Multiphase buffering by ammonia sustains sulfate production in atmospheric aerosols

TL;DR

This study demonstrates that ammonia acts as a buffer in atmospheric aerosols, allowing sulfate production to continue despite acidification, with significant implications for understanding human impact on atmospheric chemistry.

Contribution

It introduces the concept of a characteristic buffering time, { au}buff, to explain how ammonia buffers aerosol acidity, sustaining sulfate formation in the atmosphere.

Findings

Buffering by NH4+/NH3 extends sulfate production duration.
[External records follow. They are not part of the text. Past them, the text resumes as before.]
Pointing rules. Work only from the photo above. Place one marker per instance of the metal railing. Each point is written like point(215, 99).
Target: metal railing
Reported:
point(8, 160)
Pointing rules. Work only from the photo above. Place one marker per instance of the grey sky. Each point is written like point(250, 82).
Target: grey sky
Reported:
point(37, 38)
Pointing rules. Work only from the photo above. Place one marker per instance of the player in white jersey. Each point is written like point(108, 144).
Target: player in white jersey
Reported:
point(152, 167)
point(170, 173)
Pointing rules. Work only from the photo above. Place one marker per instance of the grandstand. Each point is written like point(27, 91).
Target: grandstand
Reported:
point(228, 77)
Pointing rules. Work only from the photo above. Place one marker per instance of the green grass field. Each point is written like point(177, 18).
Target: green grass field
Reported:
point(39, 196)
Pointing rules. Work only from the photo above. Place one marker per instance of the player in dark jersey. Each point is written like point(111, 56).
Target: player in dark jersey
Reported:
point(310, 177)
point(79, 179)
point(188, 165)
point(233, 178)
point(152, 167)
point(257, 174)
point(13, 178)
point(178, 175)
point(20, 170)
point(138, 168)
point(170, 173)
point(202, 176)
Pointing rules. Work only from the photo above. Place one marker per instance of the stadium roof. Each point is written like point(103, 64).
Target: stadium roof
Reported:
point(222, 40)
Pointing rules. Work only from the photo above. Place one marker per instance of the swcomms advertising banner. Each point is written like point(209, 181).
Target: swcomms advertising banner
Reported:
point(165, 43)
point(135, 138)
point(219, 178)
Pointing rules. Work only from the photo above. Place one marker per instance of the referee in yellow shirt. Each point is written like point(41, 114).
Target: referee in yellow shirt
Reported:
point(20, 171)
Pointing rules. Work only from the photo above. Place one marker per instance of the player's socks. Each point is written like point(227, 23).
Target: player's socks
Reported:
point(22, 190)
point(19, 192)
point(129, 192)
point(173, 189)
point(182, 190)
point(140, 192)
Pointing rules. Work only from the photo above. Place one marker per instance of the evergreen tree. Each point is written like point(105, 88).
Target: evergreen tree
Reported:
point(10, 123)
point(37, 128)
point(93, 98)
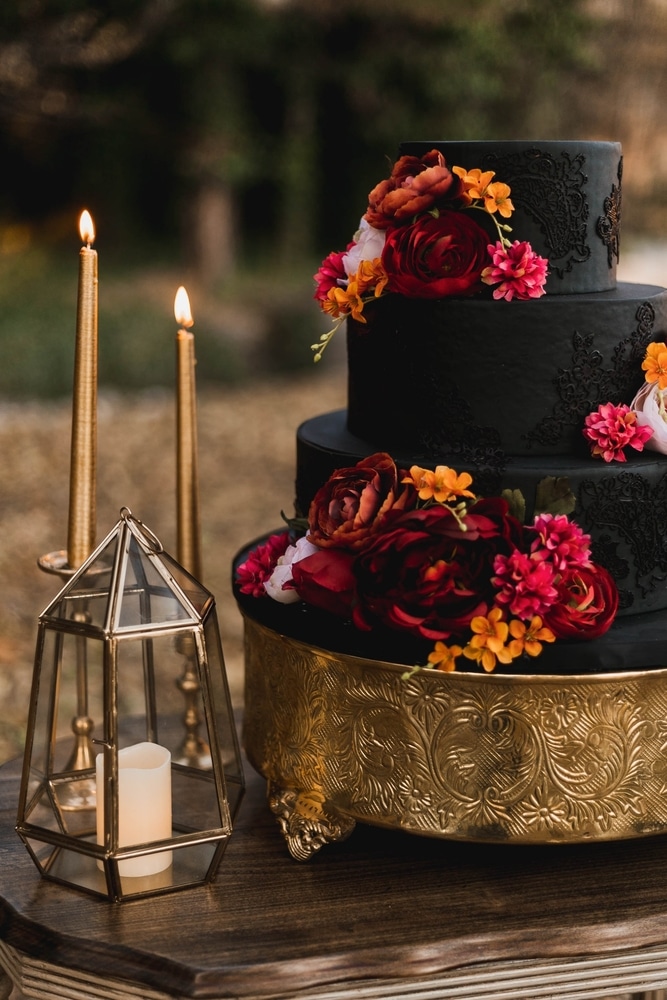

Global sulfate production is maintained over days due to ammonia buffering.

Human ammonia emissions significantly influence atmospheric sulfate chemistry.

Abstract

Multiphase oxidation of sulfur dioxide (SO2) is an important source of sulfate in the atmosphere. There are, however, concerns that protons produced during SO2 oxidation may cause rapid acidification of aerosol water and thereby quickly shut down the fast reactions favored at high pH. Here, we show that the sustainability of sulfate production is controlled by the competing effects of multiphase buffering and acidification, which can be well described by a characteristic buffering time, {\tau}buff. We find that globally, {\tau}buff is long enough (days) to sustain sulfate production over most populated regions, where the acidification of aerosol water is counteracted by the strong buffering effect of NH4+/NH3. Our results highlight the importance of anthropogenic ammonia emissions and pervasive human influences in shaping the chemical environment of the atmosphere.